But that would be hidden by the library, yes.
I plan to support all SSE instructions. The only difference is in expressiveness of control-flow. I am not planning to add emitting control-flow instructions. The only control-flow a client wants to do would have to be in the generation of the native code by branching in Java when calling the SSE (builder) methods.
Yes, you are talking about DynASM here. And since DynASM provides the whole x86 instruction set (and others) it allows to have control-flow in the generated code. But DynASM basically “only” provides encoding of the low-level instructions and relocation of labels (so it literally IS an assembler). This is too low-level in my opinion, but of course is the most expressive and flexible way, if one really wants to code in assembly.
What I would like is a library that is one level above that by providing simple register allocation, so you don’t have to do that anymore. To do that we would need to lift the abstraction level of the SSE instructions one level higher and make those really source-level functions/methods that do not operate on registers anymore but on “variables” (i.e. Java “locals”).
This is what the native compilers do with their “intrinsics” functions. They make the SSE/AVX instructions available via source-level functions. This is a very elegant way. And it seems that when people are talking about SIMD algorithms they do so in terms of those source-level intrinsics. So as stated above, the real motivation for me to create a library as described is to be able to translate those GCC/msvc intrinsics directly to Java.
EDIT: After thankful correction from @Spasi (see below post) the following is wrong and therefore strokethrough:
I see OpenCL a different field now which needs special treatment. The real motivating driving force for the library for me currently is easy porting of SSE intrinsics from GCC/msvc to Java.
A disadvantage of OpenCL in addition to what @Spasi already mentioned is for me: complexity in the writing of algorithms for it.
Remember that OpenCL conceptually (and with modern GPUs also physically) only has scalar operations.
Now to actually do SIMD, you would need to think about multithreading in a clever way to actually use 4 threads to simultaneously operate on a 4-component vector (or bigger).
And to have the best possible performance, those threads will likely want to be in the same wavefront and the data they access would need to be consecutive.
Also, the operational semantics and the concept of OpenCL are quite different from x86 SSE, though both provide SIMD.

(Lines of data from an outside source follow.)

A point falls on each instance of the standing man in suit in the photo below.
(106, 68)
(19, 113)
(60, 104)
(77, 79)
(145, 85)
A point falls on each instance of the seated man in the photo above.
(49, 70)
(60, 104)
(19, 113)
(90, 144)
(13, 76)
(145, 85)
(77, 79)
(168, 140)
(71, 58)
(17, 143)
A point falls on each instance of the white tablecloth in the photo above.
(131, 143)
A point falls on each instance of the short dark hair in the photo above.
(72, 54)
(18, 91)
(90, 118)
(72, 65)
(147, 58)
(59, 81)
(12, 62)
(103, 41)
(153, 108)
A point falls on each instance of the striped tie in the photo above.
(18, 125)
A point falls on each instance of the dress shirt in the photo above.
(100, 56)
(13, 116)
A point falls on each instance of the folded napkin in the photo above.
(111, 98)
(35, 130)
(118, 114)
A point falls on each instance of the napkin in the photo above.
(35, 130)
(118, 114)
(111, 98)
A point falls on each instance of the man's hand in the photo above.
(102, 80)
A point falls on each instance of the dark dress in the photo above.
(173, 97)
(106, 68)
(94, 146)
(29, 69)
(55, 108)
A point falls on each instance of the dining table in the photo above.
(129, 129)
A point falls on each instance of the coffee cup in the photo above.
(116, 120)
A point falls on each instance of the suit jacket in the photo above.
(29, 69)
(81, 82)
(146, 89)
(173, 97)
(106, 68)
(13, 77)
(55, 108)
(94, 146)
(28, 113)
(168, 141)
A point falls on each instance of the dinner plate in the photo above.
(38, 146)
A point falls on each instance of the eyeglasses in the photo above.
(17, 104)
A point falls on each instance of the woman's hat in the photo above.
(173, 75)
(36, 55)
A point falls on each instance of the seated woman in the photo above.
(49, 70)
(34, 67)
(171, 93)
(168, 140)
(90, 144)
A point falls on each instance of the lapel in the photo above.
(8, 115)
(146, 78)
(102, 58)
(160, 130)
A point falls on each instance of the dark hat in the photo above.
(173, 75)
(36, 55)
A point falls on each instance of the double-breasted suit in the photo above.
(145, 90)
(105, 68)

If you want to think of SSE in terms of OpenCL, it would be that SSE only has 4 threads. Those 4 threads are synchronized “implicitly” after each SSE instruction. Each such instruction has lock semantics (meaning changes to memory are visible immediately) within the same thread group (those 4 threads).
In SSE you express your algorithm in SIMD form, whereas in OpenCL you express it in scalar form and hope that the runtime will execute multiple such instructions in parallel.
All in all this makes SSE a lot easier to use than OpenCL, but of course also limits you to 4 threads.
But if you want to use more than 4 “conceptual” threads you can of course always use operating system threads to parallelize your SSE algorithm even further on more data, so having “more” SIMD.
Android support is currently not planned, since I have absolutely no idea on how to do dynamic native code on Android.
Even if used on a x86 architecture, I don’t know whether one can mmap and mprotect on Android or if it is at all possible for user applications to generate native code at runtime. There seems to be very little resources about that online.
About JavaScript: If you are talking about libGDX with its GWT backend, that GWT backend would need to be augmented to recognize the SSE instructions of JOML and convert it to SIMD.js for example. This would allow Java-to-JavaScript-converted code to use SSE. At least on Firefox Nightly.
Good points, I understand the distinction better now. Thanks for the explanations.
@kaiHH Maybe I’m missing something, but I can see from the Jittest NativeCode sample you posted that you will give access to the registers as static variables of the class org.joml.jit.Registers. This makes sense for a single-threaded application but for multi-threaded use of an SSE setup like you hinted at then shouldn’t these be local variables?
Do you think it would be worth making a version that operates on 2 doubles rather than 4 floats? I notice that SIMD SSE2 allows 2 doubles as well as 4 floats: https://en.wikipedia.org/wiki/Streaming_SIMD_Extensions#Registers
Obviously there would be a 50% slowdown doing 2 doubles instead of 4 floats but it would be nice to have. I only ask because I’ve sometimes found that doing intermediate calculations with floats can often cause rounding problems compared to using doubles all the way through.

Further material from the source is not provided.